Bruce Chatwin and his Patagonia. Annie Proulx’s Wyoming stories. Paul Theroux catching train after train on “The Great Railway Bazaar”San Mao’s wild tales in the Sahara Desert. Jack Kerouac traipsing across America, cigarette and beer in hand. Allen Ginsberg, journaling his way across India. Then there was Chet Lam, writing melancholic songs about New York and Vancouver and other places he’d been to…

“This morning I’m leaving New York / A place of letting go / A place of moving on / Here’s to New York… / Don’t matter where you’re from / Just matters where you go / No one clings for long / New York…”

So I did. I traveled.
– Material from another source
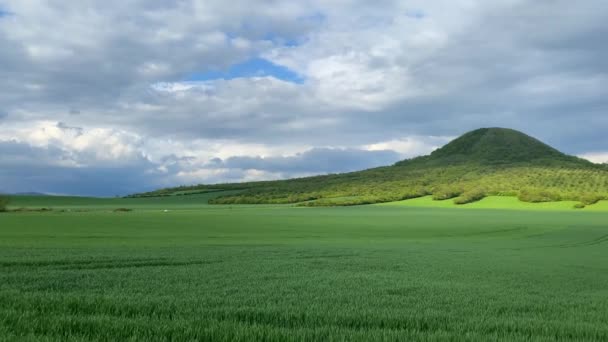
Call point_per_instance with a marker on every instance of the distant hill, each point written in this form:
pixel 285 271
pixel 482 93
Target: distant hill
pixel 487 161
Tokyo, Sapporo, Taipei, San Francisco, Boston, Portland, LA, Copenhagen, Munich, Budapest, Prague, Dubrovnik, Oahu… Further and further away from home I went.

And I’m still on the go.

One reason I love traveling – especially alone – is that I fall into a zone that doesn’t seem to exist when I am home. An alternate universe of sorts, you might say. The things I see, the people I meet, even a random walk down a foreign street can cause my brain synapses to connect in a different way from usual. My awareness is heightened. New ideas bubble up easily.

Traveling has become an important part of my creative process. It allows me to escape into a pocket of peace, and in this pocket I can think and hear myself more clearly. I can write and plan and brainstorm with little disturbance. Then I bring these ideas back home and see how I can execute them later.
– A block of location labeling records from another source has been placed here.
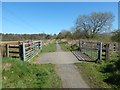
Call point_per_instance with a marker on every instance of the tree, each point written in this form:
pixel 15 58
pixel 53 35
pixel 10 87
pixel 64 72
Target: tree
pixel 94 23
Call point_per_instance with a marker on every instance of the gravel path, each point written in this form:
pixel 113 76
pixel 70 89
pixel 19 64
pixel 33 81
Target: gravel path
pixel 65 68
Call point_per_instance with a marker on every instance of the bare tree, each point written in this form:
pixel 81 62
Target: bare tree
pixel 95 22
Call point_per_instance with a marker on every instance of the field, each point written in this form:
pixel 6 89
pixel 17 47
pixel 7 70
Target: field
pixel 101 74
pixel 66 47
pixel 18 74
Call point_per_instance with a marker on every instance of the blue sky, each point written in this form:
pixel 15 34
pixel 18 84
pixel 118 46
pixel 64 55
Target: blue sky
pixel 49 17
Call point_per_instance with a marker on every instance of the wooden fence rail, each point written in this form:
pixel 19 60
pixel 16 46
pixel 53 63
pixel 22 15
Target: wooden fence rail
pixel 97 50
pixel 24 50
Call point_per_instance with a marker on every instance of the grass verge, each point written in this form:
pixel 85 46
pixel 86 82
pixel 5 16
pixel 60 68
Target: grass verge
pixel 51 47
pixel 18 74
pixel 92 74
pixel 65 47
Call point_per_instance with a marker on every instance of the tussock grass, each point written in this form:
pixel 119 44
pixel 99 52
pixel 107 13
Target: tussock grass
pixel 18 74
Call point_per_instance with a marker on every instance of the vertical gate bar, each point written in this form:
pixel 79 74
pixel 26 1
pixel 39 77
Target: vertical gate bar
pixel 7 50
pixel 23 48
pixel 99 50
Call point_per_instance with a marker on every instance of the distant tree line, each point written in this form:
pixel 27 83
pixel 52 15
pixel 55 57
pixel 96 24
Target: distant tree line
pixel 89 26
pixel 13 37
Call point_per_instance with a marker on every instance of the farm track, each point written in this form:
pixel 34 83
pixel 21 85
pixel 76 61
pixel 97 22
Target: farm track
pixel 65 67
pixel 82 57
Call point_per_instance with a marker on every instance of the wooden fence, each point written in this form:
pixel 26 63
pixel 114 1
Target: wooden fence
pixel 97 50
pixel 24 50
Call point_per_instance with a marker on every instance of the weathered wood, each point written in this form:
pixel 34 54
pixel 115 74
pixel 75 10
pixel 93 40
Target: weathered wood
pixel 7 50
pixel 107 52
pixel 23 52
pixel 99 50
pixel 15 52
pixel 13 46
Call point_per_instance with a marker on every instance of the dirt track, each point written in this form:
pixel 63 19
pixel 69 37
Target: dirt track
pixel 65 68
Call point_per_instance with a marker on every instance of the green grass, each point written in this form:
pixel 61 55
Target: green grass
pixel 51 47
pixel 18 74
pixel 66 47
pixel 102 74
pixel 92 75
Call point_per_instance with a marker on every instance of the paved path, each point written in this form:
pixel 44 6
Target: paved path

Traveling alone also fulfils a strange desire of mine to be apart from society. Just another stranger in a foreign city, doing my own thing. Zero attachment, no obligations and nowhere I absolutely need to be. And to be away from the daily drama and hustle and stress of being in Singapore.

Sweet freedom.

Last year I spent a few weeks in Boston. I had no agenda for being there. I had a friend in the city who was there studying for her PhD. I bunked in her bedroom. I spent the days alone and did whatever I wanted to – lying under a tree in Harvard Yard, sketching and people-watching; visiting bookstores; walking along the Charles River; writing in cafes. At night I’d meet my friend and her housemates for dinner if they were free.

I have come to love and relish that feeling of being both apart and a part of something.
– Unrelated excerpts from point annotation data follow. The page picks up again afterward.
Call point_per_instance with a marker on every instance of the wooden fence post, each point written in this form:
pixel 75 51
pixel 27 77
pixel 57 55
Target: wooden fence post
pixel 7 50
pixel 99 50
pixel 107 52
Now I’m in Hong Kong, just for the weekend, typing this in a Starbucks in Lan Kwai Fong. I first came to this Starbucks maybe ten years ago. I remember it was my first time overseas. Hong Kong was rainy and grey that time. One cold afternoon I found this particular Starbucks and found some unexpected warmth in this crazy city. Today I came back here again in search of that long-lost feeling, that tiny memory of a place from ten years ago, and Jeff Buckley was singing “Hallelujah” through the speakers.

I was just listening to the same song yesterday.

I take that as a sign from the universe that I am at the right place at the right time.